LONDON (AFP) - London Mayor Boris Johnson waded into the debate about where politicians should go on holiday Tuesday, lashing Prime Minister Gordon Brown for staying at home by the boring English seaside.
In typically politically-incorrect style, Johnson said he would be going to somewhere "as sunny and foreign as possible" this summer, and praised Brown's predecessor Tony Blair who regularly jetted off on exotic foreign breaks.
"It will not take place in Cornwall or Scotland or the Norfolk Broads. I say stuff Skegness. I say bugger Bognor," he wrote in a column in the Daily Telegraph newspaper.
"I am going to take a holiday abroad, and in my view it would be absurd, hypocritical and frankly inhumane to do anything else."
The issue of politicians' holidays is a perennial fascination of the media, who for years took Blair to task for "freeloading" by taking prolonged stays at famous or wealthy friends' homes in Tuscany, France or Barbados.
Brown, who succeeded Blair last June and is notoriously workaholic, could hardly be more of a contrast: last year he planned a week on the south English coast, but cut it short after only hours to deal with a foot-and-mouth crisis.
This year he is going to Southwold on the east coast, again for a week.
"And we all know what will happen then. He will have about four hours' holiday, gnawing at his nails and staring at the drizzle, and then some 'crisis' will compel him to return to Downing Street," said Johnson.
"The prime minister is plainly exhausted. He has run out of steam... If he wants to recover in the polls, then he must swallow his inhibitions along with his fingernails, and get away somewhere hot," he added.
The colourful Conservative politician and journalist, who ousted "Red Ken" Livingstone in May elections, listed past political leaders including wartime Prime Minister Winston Churchill who had taken lavish foreign holidays.

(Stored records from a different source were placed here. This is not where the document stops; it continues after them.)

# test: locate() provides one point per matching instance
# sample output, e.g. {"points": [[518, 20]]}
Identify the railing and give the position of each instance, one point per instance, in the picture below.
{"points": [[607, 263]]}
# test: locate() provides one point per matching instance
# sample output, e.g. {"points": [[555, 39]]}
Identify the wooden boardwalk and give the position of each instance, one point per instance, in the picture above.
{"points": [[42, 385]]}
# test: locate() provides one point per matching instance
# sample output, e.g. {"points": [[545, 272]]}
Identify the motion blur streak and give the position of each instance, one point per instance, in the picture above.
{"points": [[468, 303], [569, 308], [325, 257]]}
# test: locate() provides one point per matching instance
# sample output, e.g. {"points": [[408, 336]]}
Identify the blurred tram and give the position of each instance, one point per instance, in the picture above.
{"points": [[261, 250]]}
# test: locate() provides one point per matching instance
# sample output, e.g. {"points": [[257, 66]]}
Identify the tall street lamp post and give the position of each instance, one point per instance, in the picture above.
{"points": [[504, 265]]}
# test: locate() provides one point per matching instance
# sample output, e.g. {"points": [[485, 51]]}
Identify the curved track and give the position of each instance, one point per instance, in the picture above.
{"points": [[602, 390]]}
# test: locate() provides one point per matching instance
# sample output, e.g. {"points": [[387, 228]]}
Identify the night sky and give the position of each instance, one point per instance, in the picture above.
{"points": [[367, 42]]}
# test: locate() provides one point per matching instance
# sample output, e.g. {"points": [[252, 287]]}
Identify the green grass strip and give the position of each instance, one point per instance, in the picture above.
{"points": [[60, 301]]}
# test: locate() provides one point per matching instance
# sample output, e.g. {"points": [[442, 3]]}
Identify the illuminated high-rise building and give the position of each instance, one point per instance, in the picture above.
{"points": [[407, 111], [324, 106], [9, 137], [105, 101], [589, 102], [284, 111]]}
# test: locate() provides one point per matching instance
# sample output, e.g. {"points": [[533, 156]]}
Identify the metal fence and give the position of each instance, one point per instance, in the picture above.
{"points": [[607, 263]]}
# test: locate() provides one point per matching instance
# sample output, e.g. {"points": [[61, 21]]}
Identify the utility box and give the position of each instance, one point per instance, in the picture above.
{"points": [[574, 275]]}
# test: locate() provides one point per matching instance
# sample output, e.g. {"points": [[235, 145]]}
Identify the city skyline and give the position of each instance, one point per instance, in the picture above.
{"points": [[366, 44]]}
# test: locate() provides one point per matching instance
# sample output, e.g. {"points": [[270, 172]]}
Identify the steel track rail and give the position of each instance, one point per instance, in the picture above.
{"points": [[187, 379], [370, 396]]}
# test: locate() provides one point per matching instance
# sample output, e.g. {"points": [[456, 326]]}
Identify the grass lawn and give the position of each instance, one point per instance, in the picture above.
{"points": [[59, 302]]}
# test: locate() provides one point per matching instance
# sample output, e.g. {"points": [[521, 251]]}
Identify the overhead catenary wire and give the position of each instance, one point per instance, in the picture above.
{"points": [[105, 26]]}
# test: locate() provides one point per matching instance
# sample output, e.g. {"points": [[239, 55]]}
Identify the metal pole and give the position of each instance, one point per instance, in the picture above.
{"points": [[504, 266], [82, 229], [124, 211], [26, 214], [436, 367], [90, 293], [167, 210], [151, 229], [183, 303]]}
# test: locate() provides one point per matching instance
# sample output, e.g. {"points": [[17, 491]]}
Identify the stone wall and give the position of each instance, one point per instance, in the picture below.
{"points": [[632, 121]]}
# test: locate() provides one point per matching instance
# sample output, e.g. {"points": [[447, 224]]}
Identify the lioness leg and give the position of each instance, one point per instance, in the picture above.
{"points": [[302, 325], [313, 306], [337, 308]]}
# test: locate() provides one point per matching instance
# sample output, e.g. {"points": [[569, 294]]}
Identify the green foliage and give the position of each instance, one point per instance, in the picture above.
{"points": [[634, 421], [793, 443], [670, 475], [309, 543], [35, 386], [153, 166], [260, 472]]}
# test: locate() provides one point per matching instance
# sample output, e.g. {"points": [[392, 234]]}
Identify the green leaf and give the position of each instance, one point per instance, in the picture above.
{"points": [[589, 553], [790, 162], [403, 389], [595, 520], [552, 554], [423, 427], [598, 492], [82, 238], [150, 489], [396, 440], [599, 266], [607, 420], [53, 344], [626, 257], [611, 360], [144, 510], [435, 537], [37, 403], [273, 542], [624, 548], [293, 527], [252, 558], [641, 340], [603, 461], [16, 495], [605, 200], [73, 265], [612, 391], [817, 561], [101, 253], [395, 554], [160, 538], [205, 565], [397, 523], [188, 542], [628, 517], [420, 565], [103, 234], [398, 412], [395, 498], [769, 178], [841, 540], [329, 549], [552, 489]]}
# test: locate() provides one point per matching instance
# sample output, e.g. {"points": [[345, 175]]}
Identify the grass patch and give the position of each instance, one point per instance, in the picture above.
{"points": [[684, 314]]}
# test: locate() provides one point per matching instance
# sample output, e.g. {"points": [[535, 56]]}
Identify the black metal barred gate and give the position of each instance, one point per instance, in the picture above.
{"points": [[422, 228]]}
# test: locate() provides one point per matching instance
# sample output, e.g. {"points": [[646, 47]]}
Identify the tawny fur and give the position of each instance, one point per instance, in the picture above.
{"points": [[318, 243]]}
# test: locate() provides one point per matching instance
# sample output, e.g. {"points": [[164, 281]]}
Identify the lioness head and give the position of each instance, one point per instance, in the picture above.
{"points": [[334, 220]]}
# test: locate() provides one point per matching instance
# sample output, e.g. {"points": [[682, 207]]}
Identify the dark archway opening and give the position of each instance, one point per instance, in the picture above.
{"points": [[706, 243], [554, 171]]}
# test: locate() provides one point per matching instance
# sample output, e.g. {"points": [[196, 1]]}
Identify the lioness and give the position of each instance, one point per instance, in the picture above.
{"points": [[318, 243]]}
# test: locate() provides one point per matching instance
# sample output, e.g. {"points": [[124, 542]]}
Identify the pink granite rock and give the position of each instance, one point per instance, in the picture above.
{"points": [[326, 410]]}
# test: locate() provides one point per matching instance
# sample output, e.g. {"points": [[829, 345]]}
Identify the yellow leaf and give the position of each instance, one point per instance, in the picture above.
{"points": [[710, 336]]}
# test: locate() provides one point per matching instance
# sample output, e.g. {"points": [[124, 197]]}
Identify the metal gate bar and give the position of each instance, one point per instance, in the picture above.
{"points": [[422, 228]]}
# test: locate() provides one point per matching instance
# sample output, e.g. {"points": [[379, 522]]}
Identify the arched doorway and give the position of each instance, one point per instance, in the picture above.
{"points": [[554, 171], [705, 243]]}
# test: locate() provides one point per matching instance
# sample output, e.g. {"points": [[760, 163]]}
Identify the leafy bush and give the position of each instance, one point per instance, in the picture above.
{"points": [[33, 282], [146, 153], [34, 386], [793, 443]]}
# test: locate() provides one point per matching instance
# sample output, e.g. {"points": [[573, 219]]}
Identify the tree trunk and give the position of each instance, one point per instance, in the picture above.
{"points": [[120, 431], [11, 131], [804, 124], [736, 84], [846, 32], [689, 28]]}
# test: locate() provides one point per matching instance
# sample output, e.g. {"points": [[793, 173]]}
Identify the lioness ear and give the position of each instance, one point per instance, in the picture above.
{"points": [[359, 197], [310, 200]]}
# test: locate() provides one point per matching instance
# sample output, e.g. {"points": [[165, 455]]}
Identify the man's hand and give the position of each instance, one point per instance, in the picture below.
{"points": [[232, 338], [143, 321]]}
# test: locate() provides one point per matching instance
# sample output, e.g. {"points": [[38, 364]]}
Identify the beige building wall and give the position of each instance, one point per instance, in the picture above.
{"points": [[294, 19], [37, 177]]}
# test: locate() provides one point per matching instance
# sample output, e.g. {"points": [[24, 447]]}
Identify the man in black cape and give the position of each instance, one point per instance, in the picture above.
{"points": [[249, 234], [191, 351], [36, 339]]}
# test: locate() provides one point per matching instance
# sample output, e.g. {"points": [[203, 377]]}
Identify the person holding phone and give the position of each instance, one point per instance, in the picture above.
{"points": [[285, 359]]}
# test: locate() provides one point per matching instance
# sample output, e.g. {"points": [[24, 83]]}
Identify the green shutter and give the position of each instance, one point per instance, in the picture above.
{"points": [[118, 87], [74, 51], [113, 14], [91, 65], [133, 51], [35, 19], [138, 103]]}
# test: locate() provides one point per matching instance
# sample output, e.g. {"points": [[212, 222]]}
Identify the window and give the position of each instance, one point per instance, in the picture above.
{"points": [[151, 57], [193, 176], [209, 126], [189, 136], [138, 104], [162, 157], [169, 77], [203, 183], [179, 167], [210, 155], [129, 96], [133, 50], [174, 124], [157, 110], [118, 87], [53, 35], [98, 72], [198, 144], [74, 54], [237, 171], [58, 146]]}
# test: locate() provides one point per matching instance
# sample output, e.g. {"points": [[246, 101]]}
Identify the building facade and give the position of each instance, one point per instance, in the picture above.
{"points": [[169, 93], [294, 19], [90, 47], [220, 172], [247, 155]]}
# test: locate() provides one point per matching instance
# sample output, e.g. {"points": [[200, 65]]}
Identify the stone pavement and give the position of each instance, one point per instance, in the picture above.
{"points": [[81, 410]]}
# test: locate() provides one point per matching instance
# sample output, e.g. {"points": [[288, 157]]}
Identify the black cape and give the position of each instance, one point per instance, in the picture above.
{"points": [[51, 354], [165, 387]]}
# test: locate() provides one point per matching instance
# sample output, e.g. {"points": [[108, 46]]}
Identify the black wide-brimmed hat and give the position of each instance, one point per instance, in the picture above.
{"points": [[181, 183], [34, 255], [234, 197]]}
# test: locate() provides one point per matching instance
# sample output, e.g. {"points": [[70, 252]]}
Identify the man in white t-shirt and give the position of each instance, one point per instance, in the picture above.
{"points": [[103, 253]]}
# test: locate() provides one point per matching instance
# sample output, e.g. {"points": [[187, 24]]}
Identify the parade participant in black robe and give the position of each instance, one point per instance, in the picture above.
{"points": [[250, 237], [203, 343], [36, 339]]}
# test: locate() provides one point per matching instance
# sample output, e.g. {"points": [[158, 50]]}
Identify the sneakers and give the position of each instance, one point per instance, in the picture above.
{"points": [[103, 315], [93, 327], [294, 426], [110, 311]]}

That tradition had continued until recently, he said.
There was no criticism, though, of Conservative Party leader David Cameron. He has also opted to stay in Britain, heading to Cornwall in southwest England.
Commentators have put politicians' preferences for British holidays down to the weak pound, as well as a desire to be seen as more frugal as the credit crunch bites into personal finances.
The phrase "bugger Bognor" was reputedly the last words of king George V after it was suggested to him that he might recover from illness in Bognor Regis, on England's south coast.